The 44 Chromosome Man - russell
http://www.thetech.org/genetics/news.php?id=124

======
bluekeybox
This is really no big deal biologically. Think of DNA as the actual code and
of chromosomes as the modules/files that hold it. The man in question still
has all the "code" that a normal human has except some of those modules got
accidentally concatenated. It is sort of irrelevant to individual survival
(except for reproduction/future generation) how the code is organized as long
as it is present in its entirety.

Similar events happen all the time. I worked at a clinical genetics lab for a
while, and some tests that were performed (FISH analysis) tested for whether a
fragment of one chromosome is "embedded" within another. The term is
chromosomal translocation. Apparently there are quite a few translocations
that are completely benign and happen all the time. Usually the bigger the
translocation, the higher the chance that something goes wrong.

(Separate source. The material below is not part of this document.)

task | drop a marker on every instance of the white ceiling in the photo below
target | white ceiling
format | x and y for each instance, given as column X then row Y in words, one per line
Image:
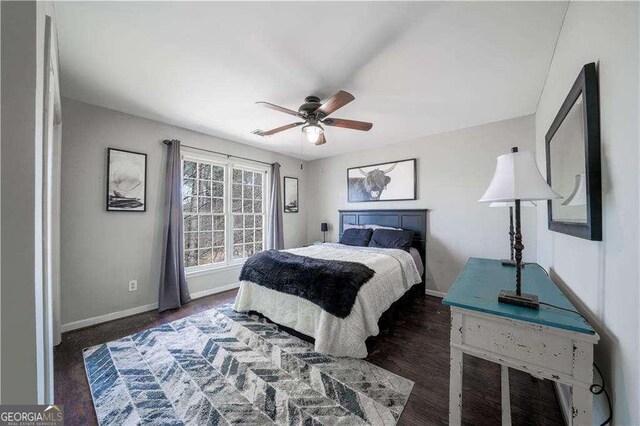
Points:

However, when
an entire chromosome is translocated, the boundaries of one of the chromosomes
remain intact, so there is no surprise that it happens.

------
2mur
Pretty interesting.

Incidentally, I discovered that I actually have a balanced whole arm
translocation of chromosomes 5 and 16. That is I have one normal 5, one normal
16, and two abnormal chromosomes one with a 5p/16q and one with a 5q/16p. I
only found it out when I rotated through a cytogenetics lab and we dropped our
own chromosomes for grins. It's not a Robertsonian translocation (doesn't
involved acrocentric chromosomes) but it's right through the centromeres of 5
and 16. Pretty weird, but as far as I can tell, totally asymptomatic. I'm a
physician (and hobby-python guy) and have 4 completely normal kids.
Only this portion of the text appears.